The video observation of a reference model, in this case is an elite athlete, is interesting for several reasons. Indeed, when the model is an expert athlete, the convenient skill execution on performance will serve as a source of information for observers (Wulf, 2007; Wulf & Prinz, 2001) . In this context, the expert-model provides the learner with information to reach the task goal (Magill & Schoenfelder-Zohdi, 1996; Wulf, 2007; Wulf & Prinz, 2001) . A visual model may serve as the best mechanism for encoding and retrieving information from memory (Meany, 1994) . The repeated observation of a reference model would facilitate the development of internal reference (Magill & Schoenfelder-Zohdi, 1996) or cognitive representation (Carroll & Bandura, 1985, 1990) , necessary for appropriation of essential coordination to perform a complex motor skill. In addition, the information obtained by self-modeling, can influence the development of a memory representation of the skill and facilitate technical faults correction and subsequent learning (Giroud & Debû, 2004; Kalapoda et al. 2003; Palao et al. 2013) .
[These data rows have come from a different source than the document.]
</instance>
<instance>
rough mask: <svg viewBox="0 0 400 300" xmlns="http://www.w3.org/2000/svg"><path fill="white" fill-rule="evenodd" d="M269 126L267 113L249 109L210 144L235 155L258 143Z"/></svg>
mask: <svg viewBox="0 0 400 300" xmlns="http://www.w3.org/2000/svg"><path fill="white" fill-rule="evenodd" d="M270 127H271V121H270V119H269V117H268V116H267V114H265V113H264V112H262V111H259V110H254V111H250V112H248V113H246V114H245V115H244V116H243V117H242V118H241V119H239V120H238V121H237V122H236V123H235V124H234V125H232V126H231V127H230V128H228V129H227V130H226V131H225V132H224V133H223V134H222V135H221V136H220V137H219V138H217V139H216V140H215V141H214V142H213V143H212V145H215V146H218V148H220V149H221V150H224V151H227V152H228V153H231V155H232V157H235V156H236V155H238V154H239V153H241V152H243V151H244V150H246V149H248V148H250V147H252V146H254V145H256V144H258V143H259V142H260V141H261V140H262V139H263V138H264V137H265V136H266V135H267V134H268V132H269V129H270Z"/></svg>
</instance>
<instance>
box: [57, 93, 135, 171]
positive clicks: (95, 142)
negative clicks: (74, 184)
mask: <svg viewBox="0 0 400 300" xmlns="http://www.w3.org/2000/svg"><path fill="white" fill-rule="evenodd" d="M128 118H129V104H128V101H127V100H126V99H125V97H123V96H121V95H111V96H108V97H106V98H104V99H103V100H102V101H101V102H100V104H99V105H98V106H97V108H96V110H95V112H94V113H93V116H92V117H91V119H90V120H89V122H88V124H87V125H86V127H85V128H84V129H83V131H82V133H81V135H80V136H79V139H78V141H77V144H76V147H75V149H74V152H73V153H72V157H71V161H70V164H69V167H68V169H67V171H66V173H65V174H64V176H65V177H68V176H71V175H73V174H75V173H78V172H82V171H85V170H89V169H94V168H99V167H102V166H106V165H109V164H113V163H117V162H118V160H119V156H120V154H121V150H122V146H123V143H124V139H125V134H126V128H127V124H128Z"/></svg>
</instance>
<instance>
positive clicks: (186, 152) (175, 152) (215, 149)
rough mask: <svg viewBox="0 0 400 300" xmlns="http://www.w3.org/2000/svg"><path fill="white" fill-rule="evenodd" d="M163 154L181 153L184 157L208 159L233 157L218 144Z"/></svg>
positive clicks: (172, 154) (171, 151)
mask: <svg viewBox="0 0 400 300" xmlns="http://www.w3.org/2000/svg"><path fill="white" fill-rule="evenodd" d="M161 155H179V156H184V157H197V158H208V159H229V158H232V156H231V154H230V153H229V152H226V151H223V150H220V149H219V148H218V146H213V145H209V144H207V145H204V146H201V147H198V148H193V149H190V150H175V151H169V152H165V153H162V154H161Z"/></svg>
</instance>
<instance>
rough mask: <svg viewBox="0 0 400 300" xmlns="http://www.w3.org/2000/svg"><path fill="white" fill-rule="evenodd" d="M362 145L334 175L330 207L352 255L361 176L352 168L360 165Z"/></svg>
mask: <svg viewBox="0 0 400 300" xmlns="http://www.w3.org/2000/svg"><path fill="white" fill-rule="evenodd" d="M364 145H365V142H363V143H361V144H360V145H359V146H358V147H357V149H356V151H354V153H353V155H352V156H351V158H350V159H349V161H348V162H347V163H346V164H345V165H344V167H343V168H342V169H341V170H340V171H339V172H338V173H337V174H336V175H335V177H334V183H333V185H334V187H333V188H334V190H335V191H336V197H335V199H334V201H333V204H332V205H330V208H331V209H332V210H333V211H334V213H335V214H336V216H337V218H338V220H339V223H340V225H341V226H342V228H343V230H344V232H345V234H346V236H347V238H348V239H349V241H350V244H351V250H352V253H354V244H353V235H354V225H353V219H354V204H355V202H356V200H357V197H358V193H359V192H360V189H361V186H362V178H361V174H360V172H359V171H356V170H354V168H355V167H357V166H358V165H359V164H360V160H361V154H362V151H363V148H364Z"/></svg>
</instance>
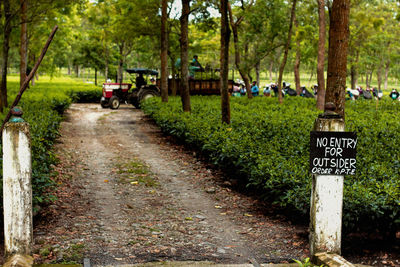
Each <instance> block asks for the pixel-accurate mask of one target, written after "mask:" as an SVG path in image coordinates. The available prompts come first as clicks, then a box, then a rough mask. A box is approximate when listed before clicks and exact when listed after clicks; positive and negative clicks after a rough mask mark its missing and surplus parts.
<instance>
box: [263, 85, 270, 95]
mask: <svg viewBox="0 0 400 267" xmlns="http://www.w3.org/2000/svg"><path fill="white" fill-rule="evenodd" d="M264 96H266V97H271V87H269V86H268V85H266V86H265V88H264Z"/></svg>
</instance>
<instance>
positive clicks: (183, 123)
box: [143, 97, 400, 231]
mask: <svg viewBox="0 0 400 267" xmlns="http://www.w3.org/2000/svg"><path fill="white" fill-rule="evenodd" d="M191 103H192V113H191V114H188V113H184V112H182V111H181V104H180V100H179V99H178V98H170V99H169V103H168V104H166V103H161V102H160V101H159V100H157V99H152V100H149V101H146V102H145V103H144V105H143V110H144V111H145V113H146V114H148V115H150V116H151V117H152V118H153V119H154V120H155V121H156V123H157V124H158V125H159V126H160V127H161V129H162V130H163V131H164V132H166V133H168V134H172V135H174V136H176V137H178V138H179V139H181V140H184V141H185V142H186V143H188V144H189V145H191V146H194V147H196V148H198V149H200V150H201V151H202V152H203V153H205V154H206V155H208V157H209V160H210V161H211V162H213V163H214V164H217V165H219V166H220V167H221V168H222V169H226V170H234V172H235V174H236V175H240V177H243V179H246V180H245V181H246V183H247V185H248V186H252V187H255V188H257V189H259V190H261V191H262V192H263V193H264V194H263V197H264V198H265V199H266V200H268V201H272V202H274V203H276V204H279V205H281V206H282V207H286V208H288V209H291V210H292V209H294V210H296V211H297V212H299V213H302V214H304V215H306V214H308V213H309V202H310V200H309V199H310V192H311V175H310V174H309V170H308V168H309V165H308V162H309V139H310V137H309V133H310V130H311V129H312V126H313V122H314V120H315V118H317V115H318V111H317V110H315V101H314V100H310V99H303V98H289V99H287V100H285V104H283V105H279V104H278V103H277V100H276V99H274V98H269V99H268V98H263V97H257V98H255V99H253V100H248V99H247V98H233V99H232V100H231V112H232V121H231V125H223V124H221V122H220V117H221V115H220V100H219V98H218V97H192V98H191ZM399 109H400V106H399V103H398V102H393V101H391V100H389V99H388V100H382V101H380V104H379V110H378V111H376V109H375V103H374V102H371V101H357V102H349V103H348V107H347V112H346V120H347V130H349V131H355V132H357V135H358V137H359V141H358V148H357V150H358V154H357V155H358V156H357V175H355V176H346V178H345V192H344V218H343V221H344V225H345V229H346V230H351V229H357V228H365V229H370V228H372V229H384V230H385V231H387V230H389V229H395V228H396V227H397V228H398V227H399V226H400V220H399V217H400V216H399V214H400V201H399V199H400V179H399V178H400V177H399V171H398V170H399V167H400V151H399V149H398V148H399V147H400V123H399V121H398V119H396V116H397V114H398V112H399Z"/></svg>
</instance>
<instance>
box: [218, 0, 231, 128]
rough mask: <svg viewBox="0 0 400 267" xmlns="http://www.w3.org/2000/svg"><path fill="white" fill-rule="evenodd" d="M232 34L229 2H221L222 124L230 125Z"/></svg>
mask: <svg viewBox="0 0 400 267" xmlns="http://www.w3.org/2000/svg"><path fill="white" fill-rule="evenodd" d="M230 36H231V32H230V29H229V20H228V0H221V57H220V58H221V72H220V73H221V77H220V83H221V111H222V112H221V113H222V122H224V123H226V124H230V122H231V109H230V104H229V92H228V74H229V39H230Z"/></svg>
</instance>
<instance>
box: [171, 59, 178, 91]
mask: <svg viewBox="0 0 400 267" xmlns="http://www.w3.org/2000/svg"><path fill="white" fill-rule="evenodd" d="M175 61H176V59H175V58H174V57H171V62H172V64H171V68H172V83H171V86H172V88H171V95H172V96H176V91H177V82H176V75H177V73H176V68H175V64H174V62H175Z"/></svg>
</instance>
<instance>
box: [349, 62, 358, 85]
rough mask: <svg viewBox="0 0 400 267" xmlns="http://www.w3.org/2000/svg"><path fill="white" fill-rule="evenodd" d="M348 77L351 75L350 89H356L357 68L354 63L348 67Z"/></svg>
mask: <svg viewBox="0 0 400 267" xmlns="http://www.w3.org/2000/svg"><path fill="white" fill-rule="evenodd" d="M350 77H351V89H353V90H354V89H356V80H357V78H356V77H357V68H356V67H355V66H354V64H352V65H351V67H350Z"/></svg>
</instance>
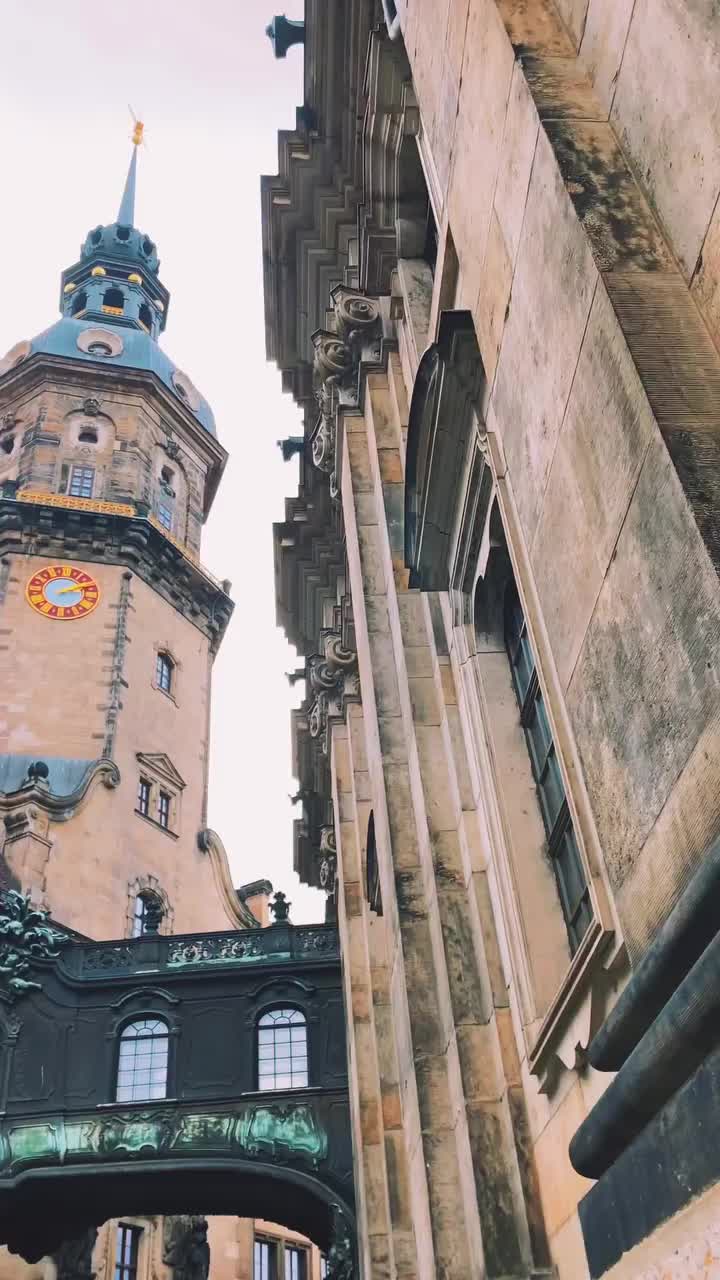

Finally, the modeling form has proven effective in promoting student learning hurdle race. So, the technical score of modeling group is significantly higher than the traditional one (14.27 ± 2.05 pts and 11.67 ± 1.72 pts, respectively with p < 0.01). Learners observe the expert-model, the self-model and model’s superposition then rehearse and retain the skill information, which is used to reproduce or correct the movement, have improved their technical abilities compared to learners with verbal feedback (Clark & Ste-Marie, 2007; Giroud & Debû, 2004; Kalapoda et al. 2003; Palao et al. 2013) . These results add another extent for the studies of Giroud & Debû (2004) and Palao et al. (2013) , the deep learning with a video feedback using model’s superposition is better than verbal feedback in teaching/learning hurdle clearance. Accordingly, using the model's superposition, it provides educators with pedagogical tools to promote a deeper understanding of the human movement, its relationship with athletic performance and practical application of ideas and knowledge.
5. Conclusion
Overall, both verbal feedback and video feedback lead to improving learning and performance in hurdle clearance but the range of improving in video feedback group is better than in verbal feedback group. Our study provides evidence that supports an increased role of ICT for education on learning in exercise technical skills for physical education students, which allows for the educators and students to find the right answer or solution to a similar problem or situation. Therefore, it is essential for educators to incorporate video learning activities (i.e., self-modeling, expert-modeling and model’s superposition) during students training programs to integrate opportunities for students to gain the specific knowledge through video modeling related to which the human body provides a link to the specific domains of athletic training. Frequently, to address the educational competencies directly associated with modeling process, many programs require a strong background for hurdle technical skills. Consequently, the current findings have important practical implications for students, athletes and coaches who can benefit from the importance of model’s superposition process in athletic performance.
Acknowledgements
We would like to thank all students as well as the ISSEP teachers for their valuable help and invaluable common sense while dealing with this study.